What is Project Scope Management and Why is it Important?
It’s every project manager’s dream that the project goes on smoothly from initiation to completion, without delays and exceeding budgets. But, that rarely happens in reality.
Even if you discuss and plan out all the details in advance with all the stakeholders involved, there’s always something that changes the scope of the project during its course. In fact, scope creep is a huge concern for project managers, affecting 52% of the projects.
By managing the scope of the project, you can document everything required to achieve the project goal and avoid issues like scope creep. This process helps in deciding and controlling what is a part of the project and what isn’t.
What is project scope management?
Project scope management is a process that helps in determining and documenting the list of all the project goals, tasks, deliverables, deadlines, and budget as a part of the planning process. In project management, it is common for a big project to have modifications along the way.
With the scope in the project management defined right in the beginning, it becomes much easier for teams to manage and make the required changes.
How is project scope defined?
Project scope is a part of the planning process that documents specific goals, deliverables, features, and budgets. The scope document details the list of activities for the successful completion of the project.
The scope is defined by understanding the project requirements and the client’s expectations. The scope statement usually contains
- constraints and
Project scope statement
The project scope statement is also called scope document or the statement of work and it details all the boundaries of the project while also establishing the responsibilities of the team. It defines all the procedures that need to be followed for verifying and approving the finished work. The scope statement documentation gives team members a definitive guideline for making project-related decisions.
When documenting the scope of a project, team members and stakeholders have to be as specific as possible to avoid scope creep, a situation where some parts of the project end up taking more time and effort than initially discussed due to miscommunication or poor planning.
With effective project scope management, teams are able to ensure that the project is finished by the set deadlines and the final product aligns with the initial requirements.
Importance of project scope management
For a project manager, managing the expectations of the stakeholders and clients is one of the most challenging tasks. With a definite project scope, managers can easily stay on track and ensure that all the deadlines are being followed throughout the project life cycle.
A well-defined project scope management helps avoid common issues like:
- Constantly changing requirements
- Pivoting the project direction when you are already mid-way
- Realizing that the final outcome isn’t what was expected
- Going over the discussed budget
- Falling behind the project deadlines
Effective project scope management gives a clear idea about the time, labor, and cost involved in the project. It helps to distinguish between what is needed and what isn’t needed for accomplishing the project.
Scope in project management also establishes the control factors of the project to address elements that might change during the project lifecycle.
Project scope management process
Let’s discuss the six process involved in accurately identifying the project scope management:
1. Planning scope management
In the first step, you create a scope plan document that you can refer to in the later stages. The document mainly helps in defining, managing, validating, and controlling the project’s scope.

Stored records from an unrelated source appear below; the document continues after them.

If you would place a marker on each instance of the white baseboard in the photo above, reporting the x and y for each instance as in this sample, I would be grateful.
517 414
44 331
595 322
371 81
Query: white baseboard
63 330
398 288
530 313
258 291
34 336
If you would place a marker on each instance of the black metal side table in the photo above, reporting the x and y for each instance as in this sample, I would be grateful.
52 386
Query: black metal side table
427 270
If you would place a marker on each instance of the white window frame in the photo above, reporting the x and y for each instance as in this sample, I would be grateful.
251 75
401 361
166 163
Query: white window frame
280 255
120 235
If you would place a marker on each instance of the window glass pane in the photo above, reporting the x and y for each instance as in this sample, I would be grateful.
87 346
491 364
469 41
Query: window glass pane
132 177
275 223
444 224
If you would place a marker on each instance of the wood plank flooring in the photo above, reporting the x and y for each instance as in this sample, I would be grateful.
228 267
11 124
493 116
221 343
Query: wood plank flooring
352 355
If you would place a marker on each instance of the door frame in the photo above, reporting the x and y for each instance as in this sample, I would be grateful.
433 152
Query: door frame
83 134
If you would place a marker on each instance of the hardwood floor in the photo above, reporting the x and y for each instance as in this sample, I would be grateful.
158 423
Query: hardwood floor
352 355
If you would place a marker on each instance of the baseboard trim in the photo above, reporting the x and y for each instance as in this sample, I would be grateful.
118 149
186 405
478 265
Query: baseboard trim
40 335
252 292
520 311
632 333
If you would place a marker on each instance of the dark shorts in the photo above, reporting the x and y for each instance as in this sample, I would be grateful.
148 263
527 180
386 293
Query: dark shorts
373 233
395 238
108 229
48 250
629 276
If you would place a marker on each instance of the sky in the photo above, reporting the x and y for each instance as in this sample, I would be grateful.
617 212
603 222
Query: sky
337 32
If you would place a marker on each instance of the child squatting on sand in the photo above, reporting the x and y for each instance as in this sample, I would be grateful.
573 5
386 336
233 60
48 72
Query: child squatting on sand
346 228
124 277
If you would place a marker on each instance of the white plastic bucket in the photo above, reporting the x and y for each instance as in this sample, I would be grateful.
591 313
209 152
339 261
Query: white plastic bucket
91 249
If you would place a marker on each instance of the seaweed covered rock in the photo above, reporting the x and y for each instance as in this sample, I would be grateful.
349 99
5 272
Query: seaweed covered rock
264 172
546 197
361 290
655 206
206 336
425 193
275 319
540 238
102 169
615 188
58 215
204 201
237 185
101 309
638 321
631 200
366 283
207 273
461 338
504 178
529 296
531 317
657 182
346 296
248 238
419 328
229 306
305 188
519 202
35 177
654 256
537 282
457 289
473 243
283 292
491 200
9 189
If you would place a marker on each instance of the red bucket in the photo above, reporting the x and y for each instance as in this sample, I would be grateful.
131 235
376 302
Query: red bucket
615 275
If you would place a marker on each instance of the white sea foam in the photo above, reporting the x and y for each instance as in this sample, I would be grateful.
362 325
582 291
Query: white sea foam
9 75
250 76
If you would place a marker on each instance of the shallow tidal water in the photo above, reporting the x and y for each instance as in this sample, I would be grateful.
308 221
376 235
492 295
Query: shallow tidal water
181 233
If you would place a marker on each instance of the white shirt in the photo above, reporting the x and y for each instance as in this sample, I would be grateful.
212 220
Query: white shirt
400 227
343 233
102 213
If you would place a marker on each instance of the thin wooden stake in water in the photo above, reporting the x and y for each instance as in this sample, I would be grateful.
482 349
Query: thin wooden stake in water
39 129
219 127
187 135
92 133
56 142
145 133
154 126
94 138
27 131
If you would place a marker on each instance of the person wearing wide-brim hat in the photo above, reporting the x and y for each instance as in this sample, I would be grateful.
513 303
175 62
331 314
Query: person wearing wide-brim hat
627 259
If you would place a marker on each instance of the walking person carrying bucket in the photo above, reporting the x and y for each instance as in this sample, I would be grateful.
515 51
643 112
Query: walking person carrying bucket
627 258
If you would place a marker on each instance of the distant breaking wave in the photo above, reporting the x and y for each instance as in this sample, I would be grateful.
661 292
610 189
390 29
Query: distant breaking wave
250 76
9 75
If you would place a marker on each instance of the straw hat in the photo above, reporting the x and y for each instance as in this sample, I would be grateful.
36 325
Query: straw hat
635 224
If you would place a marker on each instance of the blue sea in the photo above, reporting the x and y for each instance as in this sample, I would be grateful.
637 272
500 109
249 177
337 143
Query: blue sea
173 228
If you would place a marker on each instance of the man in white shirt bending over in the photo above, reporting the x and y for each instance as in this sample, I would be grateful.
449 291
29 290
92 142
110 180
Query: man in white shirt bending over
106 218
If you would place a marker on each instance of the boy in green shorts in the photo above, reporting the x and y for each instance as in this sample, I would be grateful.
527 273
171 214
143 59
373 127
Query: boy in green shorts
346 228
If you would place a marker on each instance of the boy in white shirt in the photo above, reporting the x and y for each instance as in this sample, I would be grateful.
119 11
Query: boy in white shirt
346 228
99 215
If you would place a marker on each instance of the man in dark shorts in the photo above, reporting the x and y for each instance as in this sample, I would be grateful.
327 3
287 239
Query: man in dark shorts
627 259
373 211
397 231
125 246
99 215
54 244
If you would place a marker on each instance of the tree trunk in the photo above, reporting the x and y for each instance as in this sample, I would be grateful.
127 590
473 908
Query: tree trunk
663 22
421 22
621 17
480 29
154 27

- Detailed project scope statement
- Breakdown of all the project requirements
- Expected project deliverables
- Change control process
The document doesn’t have to be very detailed, it just has to fit the purpose. You can also use a previous project’s scope management plan as a reference for this.
2. Collecting requirements
The next step is to workout stakeholder requirements and expectations. You will be required to document all the project requirements, expectations, budgets, and deliverables through interviews, surveys, and focus groups.
This is a rather important step because more often than not, stakeholders can have unrealistic requirements or expectations and the project managers would be required to step in to find a solution that is acceptable by everyone from avoiding project delays.
At the end of the collection requirements stage, you should have the following:
- Functional as well as non-functional requirements
- Stakeholder requirements
- Business requirements
- Support and training requirements
- Project requirements
3. Defining the scope
At this step, you need to turn your requirements into a well-detailed description of the service or product that you are trying to deliver through the project. You will then have a project scope statement that you can then refer to throughout your project.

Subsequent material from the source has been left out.